Carnet A6 ouvert avec stylo

Bullet journal, comment l'organiser pour qu'il dure

Tenir un bullet journal trois mois, c'est facile. Le tenir un an, c'est une question d'architecture. Voici les structures invisibles qui font durer le carnet, et celles qui le font abandonner.

Par Camille Berthier 15 avril 2026 8 min de lecture

Pourquoi la plupart des bullet journals s’arrêtent à 3 mois

Trois raisons reviennent toujours :

  1. L’index n’est pas tenu : on ne retrouve plus rien
  2. La mise en page change toutes les semaines : coût cognitif énorme
  3. Le carnet sert à trop de choses à la fois : il devient illisible

Une bonne organisation résout les trois.

L’index, la pièce maîtresse

C’est la première chose à mettre en place. Quatre pages en début de carnet, réservées à l’index. À chaque fois que vous créez une page importante, vous notez son numéro et son titre dans l’index.

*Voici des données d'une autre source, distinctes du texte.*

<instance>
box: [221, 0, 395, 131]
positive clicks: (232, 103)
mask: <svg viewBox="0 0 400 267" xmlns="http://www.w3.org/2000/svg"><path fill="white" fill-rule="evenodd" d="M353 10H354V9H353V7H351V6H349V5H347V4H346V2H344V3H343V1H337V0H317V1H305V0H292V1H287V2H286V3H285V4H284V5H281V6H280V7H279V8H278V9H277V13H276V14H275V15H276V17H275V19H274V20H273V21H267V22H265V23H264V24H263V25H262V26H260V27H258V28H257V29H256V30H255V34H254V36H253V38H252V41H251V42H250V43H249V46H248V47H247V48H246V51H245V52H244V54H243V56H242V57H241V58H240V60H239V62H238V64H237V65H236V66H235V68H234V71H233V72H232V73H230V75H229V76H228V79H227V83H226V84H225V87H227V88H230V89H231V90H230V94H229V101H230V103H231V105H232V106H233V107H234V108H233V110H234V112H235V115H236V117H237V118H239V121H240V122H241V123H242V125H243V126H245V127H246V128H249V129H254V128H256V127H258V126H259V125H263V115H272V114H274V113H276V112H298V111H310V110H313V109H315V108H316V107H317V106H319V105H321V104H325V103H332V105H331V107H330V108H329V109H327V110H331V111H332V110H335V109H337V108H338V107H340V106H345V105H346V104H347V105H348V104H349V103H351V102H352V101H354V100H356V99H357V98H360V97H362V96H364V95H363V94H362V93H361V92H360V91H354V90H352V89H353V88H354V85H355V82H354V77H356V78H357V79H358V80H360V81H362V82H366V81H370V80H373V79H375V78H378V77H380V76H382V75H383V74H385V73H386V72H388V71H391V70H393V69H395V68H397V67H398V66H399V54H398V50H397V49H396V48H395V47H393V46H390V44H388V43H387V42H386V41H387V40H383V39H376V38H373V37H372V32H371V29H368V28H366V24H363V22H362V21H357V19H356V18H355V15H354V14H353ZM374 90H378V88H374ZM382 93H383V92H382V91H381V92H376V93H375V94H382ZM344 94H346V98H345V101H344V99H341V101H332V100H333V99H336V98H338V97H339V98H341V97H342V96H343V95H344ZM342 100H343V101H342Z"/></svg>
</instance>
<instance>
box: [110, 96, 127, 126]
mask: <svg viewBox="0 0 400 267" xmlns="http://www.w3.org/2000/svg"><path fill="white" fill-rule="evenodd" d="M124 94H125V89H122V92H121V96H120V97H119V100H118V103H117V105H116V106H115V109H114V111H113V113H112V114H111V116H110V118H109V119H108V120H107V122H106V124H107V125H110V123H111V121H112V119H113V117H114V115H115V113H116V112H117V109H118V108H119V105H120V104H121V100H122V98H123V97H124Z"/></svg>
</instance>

Astuces qui changent tout :

  • Distinguer 3 catégories dans l’index : pages mensuelles, collections, pages utiles. Un signe distinctif (★, ◆, →) en début de ligne.
  • Pré-réserver les premières pages : 4 pages d’index, 6 pages de future log, et seulement APRÈS, le contenu courant.
  • Tenir l’index en temps réel, pas à la fin du mois (sinon on l’oublie).

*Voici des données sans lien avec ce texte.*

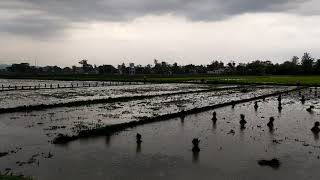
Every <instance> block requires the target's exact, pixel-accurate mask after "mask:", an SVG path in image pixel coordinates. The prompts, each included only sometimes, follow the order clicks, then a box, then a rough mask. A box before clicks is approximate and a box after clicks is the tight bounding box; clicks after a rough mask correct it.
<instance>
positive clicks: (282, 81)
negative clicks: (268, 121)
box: [0, 75, 320, 86]
mask: <svg viewBox="0 0 320 180" xmlns="http://www.w3.org/2000/svg"><path fill="white" fill-rule="evenodd" d="M0 78H20V79H21V78H25V79H41V80H67V81H68V80H70V81H71V80H79V81H145V80H146V81H147V82H158V83H183V82H190V81H198V82H199V81H201V80H205V81H206V82H207V83H212V84H274V85H296V83H297V82H300V84H301V85H309V86H320V75H317V76H235V75H233V76H222V75H220V76H215V75H179V76H161V75H146V76H143V75H136V76H120V75H57V76H10V77H9V76H0Z"/></svg>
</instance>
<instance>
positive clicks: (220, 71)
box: [207, 68, 226, 74]
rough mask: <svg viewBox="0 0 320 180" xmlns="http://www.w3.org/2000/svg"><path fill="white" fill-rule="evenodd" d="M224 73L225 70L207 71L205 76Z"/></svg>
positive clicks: (223, 69)
mask: <svg viewBox="0 0 320 180" xmlns="http://www.w3.org/2000/svg"><path fill="white" fill-rule="evenodd" d="M224 72H226V68H219V69H215V70H212V71H207V74H223V73H224Z"/></svg>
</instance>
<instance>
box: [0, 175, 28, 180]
mask: <svg viewBox="0 0 320 180" xmlns="http://www.w3.org/2000/svg"><path fill="white" fill-rule="evenodd" d="M0 180H32V178H30V177H24V176H14V175H1V174H0Z"/></svg>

Le key, le code de notation

Posez votre key en page 1. La notation Carroll suffit pour 95% des usages, mais vous pouvez l’enrichir avec des modificateurs personnels (un cœur pour les moments clés, une étoile pour les priorités, un point d’interrogation pour les choses à creuser).

Règle absolue : ne pas changer le key au cours d’un même carnet. Quitte à le retoucher pour le carnet suivant.

Les threads, pour lier les pages dispersées

Une innovation utile : quand vous reprenez une collection à plusieurs endroits du carnet (par ex. idées d’écriture, page 23 + page 78 + page 142), vous notez à droite du titre le numéro de la page suivante.

Page 23 : « Idées d’écriture → 78 » Page 78 : « Idées d’écriture (suite, 23 → 142) » Page 142 : « Idées d’écriture (suite, 78 →) »

C’est un thread. Ça transforme le carnet en hypertexte papier.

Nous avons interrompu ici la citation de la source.